Falência? Petrobras registra queda de 37,9% no lucro anual

Entenda o cenário do qual a estatal se encontra nestes primeiros meses de 2024

A Petrobras lucrou R$ 23,7 bilhões de forma líquida no primeiro trimestre deste ano, com queda de 37,9% na base anual e com recuo de 23,7% na base sequencial. No entanto, o lucro líquido ainda é menor ao consenso da London Stock Exchange Group (LSEG), que previa R$ 30,1 bilhões. Todavia, cabe destacar que um pedido de falência é praticamente nulo, visto que a companhia é uma estatal, apesar da economia mista.

Inclusive, de acordo com a própria Petrobras, o resultado é atribuído, principalmente, aos menores volumes de vendas e à redução do preço do petróleo e da margem do diesel. A Petrobras também anunciou o pagamento de dividendos e Juros sobre Capital Próprio (JCP) no montante de R$ 13,45 bilhões, equivalente a R$ 1,04 por ação.

Contudo, o recuo dos números frente ao quarto trimestre do ano passado já era esperado pela estatal. Apesar do preço do petróleo continuar em patamares elevados, houve uma baixa considerável, uma vez que os últimos três meses de 2023 foram marcados por uma alta da commodity, acompanhando o temor da guerra no Oriente Médio. Todavia, a Petrobras, no começo de 2024, viu seus volumes recuarem, em especial, pelas paradas de manutenção.

A petroleira já publicou há cerca de duas semanas sua previsão operacional. A estatal produziu, em média, 2,77 milhões de barris de óleo ou equivalente por dia (boed), queda de 5,4% na base sequencial (mas com uma alta de 3,2% ao ano). As vendas frente ao período entre outubro e dezembro recuaram 4,9%, a 1,6 milhões de barris por dia.

Resultados do 1º trimestre

Diante deste cenário, a receita líquida da companhia estatal ficou em R$ 117,721 bilhões no primeiro trimestre, queda de 15,4% no anual e recuo de 12,3% na base trimestral. Frente ao consenso, de R$ 126,2 bilhões o número ficou um pouco mais abaixo da expectativa. Vale destacar que o resultado foi influenciado, principalmente, pela menor receita com as vendas de diesel no mercado interno e com exportações.

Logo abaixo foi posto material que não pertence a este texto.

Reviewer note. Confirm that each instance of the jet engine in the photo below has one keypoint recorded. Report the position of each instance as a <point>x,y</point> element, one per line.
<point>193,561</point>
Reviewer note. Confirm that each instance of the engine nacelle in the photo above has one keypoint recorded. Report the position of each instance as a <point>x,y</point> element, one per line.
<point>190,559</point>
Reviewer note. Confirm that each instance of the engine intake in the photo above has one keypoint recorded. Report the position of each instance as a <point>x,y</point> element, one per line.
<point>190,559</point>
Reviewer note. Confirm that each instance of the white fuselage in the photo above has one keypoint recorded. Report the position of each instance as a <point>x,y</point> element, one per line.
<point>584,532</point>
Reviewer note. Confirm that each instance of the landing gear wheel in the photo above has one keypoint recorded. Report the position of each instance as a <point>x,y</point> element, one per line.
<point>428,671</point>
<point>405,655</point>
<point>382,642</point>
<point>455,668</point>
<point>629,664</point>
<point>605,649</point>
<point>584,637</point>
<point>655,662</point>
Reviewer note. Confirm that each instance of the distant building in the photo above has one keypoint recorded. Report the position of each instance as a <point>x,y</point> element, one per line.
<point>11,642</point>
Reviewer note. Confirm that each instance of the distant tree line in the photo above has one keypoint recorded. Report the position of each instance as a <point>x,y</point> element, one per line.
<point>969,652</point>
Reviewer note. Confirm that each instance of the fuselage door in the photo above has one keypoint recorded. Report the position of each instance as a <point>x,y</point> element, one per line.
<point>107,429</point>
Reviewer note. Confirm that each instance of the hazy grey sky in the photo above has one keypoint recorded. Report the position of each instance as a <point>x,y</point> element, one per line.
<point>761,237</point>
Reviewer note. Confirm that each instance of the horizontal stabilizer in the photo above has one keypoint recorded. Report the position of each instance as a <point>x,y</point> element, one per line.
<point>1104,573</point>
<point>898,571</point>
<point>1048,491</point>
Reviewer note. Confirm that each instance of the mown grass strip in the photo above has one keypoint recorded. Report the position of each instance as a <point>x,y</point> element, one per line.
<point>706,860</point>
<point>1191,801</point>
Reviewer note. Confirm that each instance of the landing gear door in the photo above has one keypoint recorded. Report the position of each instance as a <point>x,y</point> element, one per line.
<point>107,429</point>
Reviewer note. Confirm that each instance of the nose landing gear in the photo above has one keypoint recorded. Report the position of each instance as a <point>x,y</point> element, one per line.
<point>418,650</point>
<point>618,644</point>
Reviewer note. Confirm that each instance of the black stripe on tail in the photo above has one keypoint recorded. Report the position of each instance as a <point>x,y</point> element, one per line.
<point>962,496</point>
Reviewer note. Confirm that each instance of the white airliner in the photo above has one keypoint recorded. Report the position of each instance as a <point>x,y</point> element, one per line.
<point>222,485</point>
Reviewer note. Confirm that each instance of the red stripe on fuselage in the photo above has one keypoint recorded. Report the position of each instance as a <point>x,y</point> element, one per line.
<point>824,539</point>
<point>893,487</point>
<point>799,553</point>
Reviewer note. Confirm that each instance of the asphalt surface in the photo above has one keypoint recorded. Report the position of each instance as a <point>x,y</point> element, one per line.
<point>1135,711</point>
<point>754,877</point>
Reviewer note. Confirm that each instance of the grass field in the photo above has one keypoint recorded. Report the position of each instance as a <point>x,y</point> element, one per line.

O Earnings before Interest, Taxes, Depreciation, and Amortization (Ebitda) ajustado foi de R$ 60,044 bilhões, queda de 17,2% no ano, recuo de 10,2% no trimestre e abaixo do consenso, que era de R$ 67,9 bilhões. Já o lucro bruto atingiu a cifra de R$ 60,701 bilhões no primeiro trimestre de 2024, um recuo de 17,2% no comparativo com o mesmo período em 2023.

As despesas operacionais somaram R$ 16,217bilhões no 1T24, um crescimento de 22% em relação à mesma etapa no ano passado. O custo de extração (lifting cost) apurado no 1T24, sem participação governamental e sem afretamento, foi de US$ 6,04/boe, representando aumento de 9% em comparação com o último trimestre (US$ 5,52/boe).

O resultado financeiro líquido foi negativo em R$ 9,6 bilhões no primeiro trimestre de 2024, uma elevação de 199,3% sobre as perdas financeiras no mesmo período do ano passado. Em 31 de março deste ano, a dívida líquida da petroleira era de US$ 43,646 bilhões, um crescimento de 16,1% na comparação com a mesma etapa de 2023.